[RetroTechie]

Imho turning Linux into a microkernel + a grab-bag of drivers etc, would be wise at this point. Security advantages outweigh (perceived) performance impact for most uses.

Many pieces are already in place. See eg. L4Linux, seL4, Genode, various types of hypervisors etc.

But it would require defining stable interfaces between many moving parts which are currently in-kernel. Which in Linux land... is not a thing. Changing that would need consensus between an overwhelming majority of kernel developers.

So you could say: inertia, and the plethora of virtualization / isolation options are "good enough" for most users.

As for AI mass-discovering bugs: just a temporary rough patch (no pun intended). Linux is a massive codebase. But a lot of it is high-quality, and the # of bugs hiding in there is finite. The ceiling is not in how powerful AI becomes, it's the (finite) # of pre-existing bugs. So at some point it'll be back to a situation where only new code can bring in additional bugs. Probably AI will help there too.

Also note that the bulk of Linux is driver code for various hardware & technologies: system busses, memory management, file systems, disk caching, networking stacks, encryption, GPU, sound, etc etc. A lot of code may never be loaded or executed, bugs in there not applicable, system not vulnerable.
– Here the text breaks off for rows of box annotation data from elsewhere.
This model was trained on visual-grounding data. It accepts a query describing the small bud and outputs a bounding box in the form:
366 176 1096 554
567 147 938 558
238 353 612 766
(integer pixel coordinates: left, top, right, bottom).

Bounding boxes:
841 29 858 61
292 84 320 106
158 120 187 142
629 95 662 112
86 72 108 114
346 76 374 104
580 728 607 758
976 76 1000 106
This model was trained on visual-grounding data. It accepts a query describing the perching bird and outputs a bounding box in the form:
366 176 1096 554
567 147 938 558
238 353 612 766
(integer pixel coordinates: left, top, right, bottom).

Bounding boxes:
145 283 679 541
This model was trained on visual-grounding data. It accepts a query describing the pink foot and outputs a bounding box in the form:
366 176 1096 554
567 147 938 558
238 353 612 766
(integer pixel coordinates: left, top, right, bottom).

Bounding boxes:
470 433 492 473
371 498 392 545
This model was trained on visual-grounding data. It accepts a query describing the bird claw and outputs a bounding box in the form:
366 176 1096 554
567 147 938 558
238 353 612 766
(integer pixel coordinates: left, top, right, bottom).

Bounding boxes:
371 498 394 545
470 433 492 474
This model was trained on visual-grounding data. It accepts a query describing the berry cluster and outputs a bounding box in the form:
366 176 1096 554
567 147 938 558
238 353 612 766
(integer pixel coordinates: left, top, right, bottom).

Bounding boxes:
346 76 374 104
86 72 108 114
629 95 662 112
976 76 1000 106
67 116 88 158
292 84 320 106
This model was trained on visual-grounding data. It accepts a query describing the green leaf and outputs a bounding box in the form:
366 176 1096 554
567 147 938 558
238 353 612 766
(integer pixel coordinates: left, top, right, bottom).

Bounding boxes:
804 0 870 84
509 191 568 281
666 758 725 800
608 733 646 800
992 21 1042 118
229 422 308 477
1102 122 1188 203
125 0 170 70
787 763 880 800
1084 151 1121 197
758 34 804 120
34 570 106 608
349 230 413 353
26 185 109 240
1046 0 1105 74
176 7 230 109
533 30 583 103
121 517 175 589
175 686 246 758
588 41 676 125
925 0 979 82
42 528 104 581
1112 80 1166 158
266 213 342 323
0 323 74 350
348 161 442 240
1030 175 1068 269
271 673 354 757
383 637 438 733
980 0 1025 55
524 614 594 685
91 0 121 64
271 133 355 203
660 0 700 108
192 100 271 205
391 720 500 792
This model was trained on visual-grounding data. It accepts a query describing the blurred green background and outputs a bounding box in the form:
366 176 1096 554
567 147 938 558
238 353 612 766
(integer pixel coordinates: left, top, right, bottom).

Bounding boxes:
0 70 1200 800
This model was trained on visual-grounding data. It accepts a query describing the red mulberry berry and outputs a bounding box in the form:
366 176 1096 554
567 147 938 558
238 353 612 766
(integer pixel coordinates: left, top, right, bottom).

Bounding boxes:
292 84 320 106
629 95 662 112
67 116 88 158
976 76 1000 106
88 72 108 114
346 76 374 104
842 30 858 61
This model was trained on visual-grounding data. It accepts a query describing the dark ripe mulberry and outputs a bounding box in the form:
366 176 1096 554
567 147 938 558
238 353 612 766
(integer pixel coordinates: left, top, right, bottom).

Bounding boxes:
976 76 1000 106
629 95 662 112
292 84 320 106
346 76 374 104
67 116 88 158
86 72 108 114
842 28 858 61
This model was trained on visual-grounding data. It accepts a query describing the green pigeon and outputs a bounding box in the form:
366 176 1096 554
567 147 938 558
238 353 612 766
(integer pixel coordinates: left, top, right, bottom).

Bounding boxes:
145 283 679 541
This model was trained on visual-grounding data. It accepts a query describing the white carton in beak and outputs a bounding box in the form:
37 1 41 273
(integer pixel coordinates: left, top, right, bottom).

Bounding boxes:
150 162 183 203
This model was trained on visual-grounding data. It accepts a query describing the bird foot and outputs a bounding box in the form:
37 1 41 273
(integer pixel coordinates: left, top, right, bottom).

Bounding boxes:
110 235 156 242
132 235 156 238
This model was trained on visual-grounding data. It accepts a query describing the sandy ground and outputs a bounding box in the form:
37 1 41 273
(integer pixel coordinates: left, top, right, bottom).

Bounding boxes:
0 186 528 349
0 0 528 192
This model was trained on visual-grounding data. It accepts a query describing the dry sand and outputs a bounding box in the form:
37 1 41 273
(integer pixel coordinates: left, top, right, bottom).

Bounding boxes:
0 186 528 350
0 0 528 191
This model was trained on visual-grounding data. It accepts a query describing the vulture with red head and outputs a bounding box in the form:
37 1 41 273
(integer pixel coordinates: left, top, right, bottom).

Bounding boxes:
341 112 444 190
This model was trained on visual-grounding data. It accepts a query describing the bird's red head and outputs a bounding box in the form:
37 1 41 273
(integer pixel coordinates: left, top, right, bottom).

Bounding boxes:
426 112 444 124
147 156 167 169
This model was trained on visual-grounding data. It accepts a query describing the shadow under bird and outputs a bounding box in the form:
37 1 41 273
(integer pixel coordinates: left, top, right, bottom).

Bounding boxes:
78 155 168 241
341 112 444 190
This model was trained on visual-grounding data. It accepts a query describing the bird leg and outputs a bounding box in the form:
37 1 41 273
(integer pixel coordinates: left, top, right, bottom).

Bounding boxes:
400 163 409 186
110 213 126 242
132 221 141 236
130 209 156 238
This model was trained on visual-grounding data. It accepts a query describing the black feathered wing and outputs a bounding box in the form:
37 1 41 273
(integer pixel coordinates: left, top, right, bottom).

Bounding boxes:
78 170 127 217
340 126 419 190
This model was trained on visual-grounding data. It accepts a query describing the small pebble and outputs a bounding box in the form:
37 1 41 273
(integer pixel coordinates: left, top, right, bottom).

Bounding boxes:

Okay: maybe not a safe assumption. But often true nonetheless. EDIT: oh and not all bugs are vulnerabilities.

[cayleyh]

A compounding problem is that lots of the key drivers depend on binary blobs provided by the vendors, making updating and porting that much harder. I know there has been some work to have translation layers between "linux driver api surface" --> "other OSs" but that feels problematic to trust & maintain unless it's driven from the linux kernel team itself.

[snvzz]

The microkernel-based systems (LionsOS, Genode and so on) already have sane interfaces.

What is needed in that regard is just to port more drivers over.

[wmf]

You don't need stable interfaces in a monorepo.